Disney – the happiest place on earth? Not necessarily anymore. As technology facilitates broader forms of entertainment which are lower cost and easier to access, Disney’s amusement parks risk becoming relics. In studies performed in the mid-2000s, approximately 50% of first-time attendees “signaled they likely would not come back because of long lines, high ticket costs, and other park pain points” . Yet, at approximately 30% of revenues, the Parks and Resorts segment is still critical to Disney’s business model . Disney has committed to a $1 billion digitalization initiative that will hopefully enhance its operating model and save its amusement parks business from becoming obsolete in the face of emerging entertainment substitutes.
In 2013, with full backing of the Disney board, Disney CEO Bob Iger publicly announced a digitalization initiative to improve the customer experience, enhance operational efficiency, and increase interactivity and personalization. The multi-channel, multi-platform digital experience is named “MyMagic+”, a combination of a website, mobile application and digital wristband.
The real hallmark of the MyMagic+ experience is the Magic Band, a bracelet with a Radio Frequency Identification (RFID) chip that can be tracked by several long-range RFID readers throughout the park. The Magic Band encapsulates the four hallmarks of Disney’s digital strategy:
- Personalization: bands are uniquely colored and monogrammed with each family member’s name. Hidden sensors can read MagicBand data for further personalization throughout a customer’s visit. For example, a Goofy character can greet a child with “Hi Shane, I understand it’s your birthday.”
- Interactivity: The MagicBand can also maximize interactivity with personnel throughout the park. Tom Staggs, previous head of the Parks and Resorts division and later COO of Disney, commented that the MagicBand “takes our cast members out of transactional mode with our guests and into an interaction mode.”
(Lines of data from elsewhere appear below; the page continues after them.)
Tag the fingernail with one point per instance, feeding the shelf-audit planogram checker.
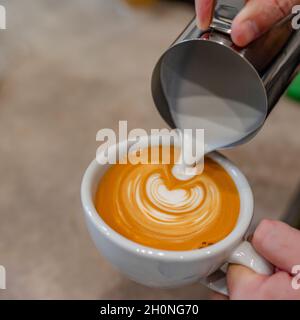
(244, 32)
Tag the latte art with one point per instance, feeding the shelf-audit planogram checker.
(147, 204)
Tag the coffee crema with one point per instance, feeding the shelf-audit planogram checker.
(148, 205)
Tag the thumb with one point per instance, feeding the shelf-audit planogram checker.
(242, 282)
(257, 17)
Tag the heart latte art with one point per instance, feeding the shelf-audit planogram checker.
(147, 204)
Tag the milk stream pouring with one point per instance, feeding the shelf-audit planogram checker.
(204, 81)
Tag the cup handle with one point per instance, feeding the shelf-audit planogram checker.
(244, 255)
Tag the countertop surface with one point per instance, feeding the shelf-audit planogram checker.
(67, 69)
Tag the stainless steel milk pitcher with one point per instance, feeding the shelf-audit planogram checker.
(206, 62)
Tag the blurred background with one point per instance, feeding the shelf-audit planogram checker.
(67, 69)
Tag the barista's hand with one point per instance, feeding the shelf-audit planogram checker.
(256, 17)
(280, 244)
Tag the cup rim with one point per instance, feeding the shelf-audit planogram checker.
(244, 220)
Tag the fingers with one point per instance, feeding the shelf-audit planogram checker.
(204, 11)
(257, 17)
(243, 282)
(278, 243)
(218, 296)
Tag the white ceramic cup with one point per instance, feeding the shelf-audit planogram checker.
(162, 268)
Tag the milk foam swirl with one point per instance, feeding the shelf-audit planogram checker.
(148, 205)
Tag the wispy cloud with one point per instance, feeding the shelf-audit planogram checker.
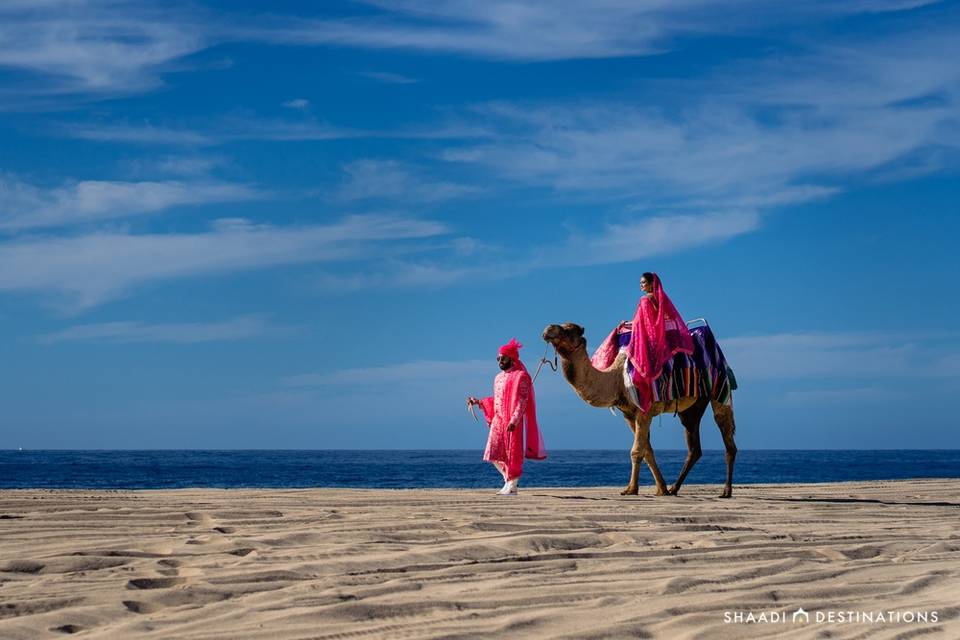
(94, 47)
(297, 103)
(394, 181)
(400, 373)
(655, 235)
(387, 78)
(874, 355)
(239, 328)
(25, 206)
(231, 128)
(104, 48)
(565, 29)
(89, 269)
- Improve Customer Experience: The MagicBand is meant, above all, to make the customer experience as seamless as possible. The Be Our Guest restaurant is one of the most successful examples. After making a reservation and placing food orders online, a family would walk into the restaurant where a greeter would “magically” greet them by name – “Hello Mr. Greenstein!” – soon after which food would “magically” appear at the family’s table.
- Enhance Operational Efficiency: the improvements to the customer experience, in turn, provide Disney with a wealth of data that drives efficiency improvements. For example, data on ride usage can be used to better administer labor.
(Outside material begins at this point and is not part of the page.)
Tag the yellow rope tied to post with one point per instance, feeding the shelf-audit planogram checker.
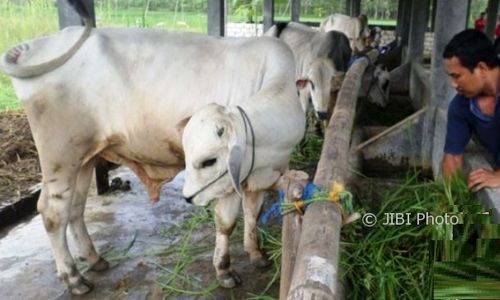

The Magic Band is integrated with a website, MyDisneyExperience.com, and mobile application to facilitate reservations, eliminate the need for paper maps, etc.
Despite the promise of MyMagic+, challenges abounded in implementation. The infrastructure at Disney World, which dates to the 1960s, had to be overhauled—283 park entry touch points upgraded, over 30 million square feet of Wi-Fi installed and hotel, restaurant and ride designs upgraded to integrate the MagicBand technology with design .
Since its implementation at DisneyWorld in 2014, the MyMagic+ has succeeded in improving operational efficiency and the customer experience. Entry turnstile time was cut by 30% and park capacity increased by over 5,000 people per day .
However, the digitalization hasn’t fully delivered on its promise. The MyMagic+ team faced significant pushback from Disney Imagineers, who felt cut out from its development. As the “stewards of Walt [Disney’s] creative legacy”, the Imagineers are “responsible for the design and construction of the company’s theme parks” and are instrumental to the success of My Magic+. However, they have failed to buy into the MyMagic+ vision, torpedoing various concepts and failing to integrate the technology into the broader design of the parks .
To maximize the impact of the MyMagic+ digitalization inititiative Disney’s operating model, the responsibilities of the digitalization should be transferred to the Disney Imagineers. Ownership of the digitalization would incentivize Imagineers to fully integrate MyMagic+ into the park.
Additionally, MyMagic+ should be adjusted to respond to the proliferation of mobile. Although not a principal element of the original design, mobile is likely to surpass the Magic Band in adoption and versatility. Disney is already testing a more mobile-centric version of MyMagic+ at Disney Shanghai, and it should expand these capabilities to all of its parks to maximize benefits to the operating model.
With its MyMagic+ initiative, Disney has certainly hopped aboard the “carousel of progress”. Although there is additional work to be done to fully integrate digital innovations into its operating model, Disney has taken the right steps to ensure a “great big beautiful tomorrow” for its Parks and Resorts business.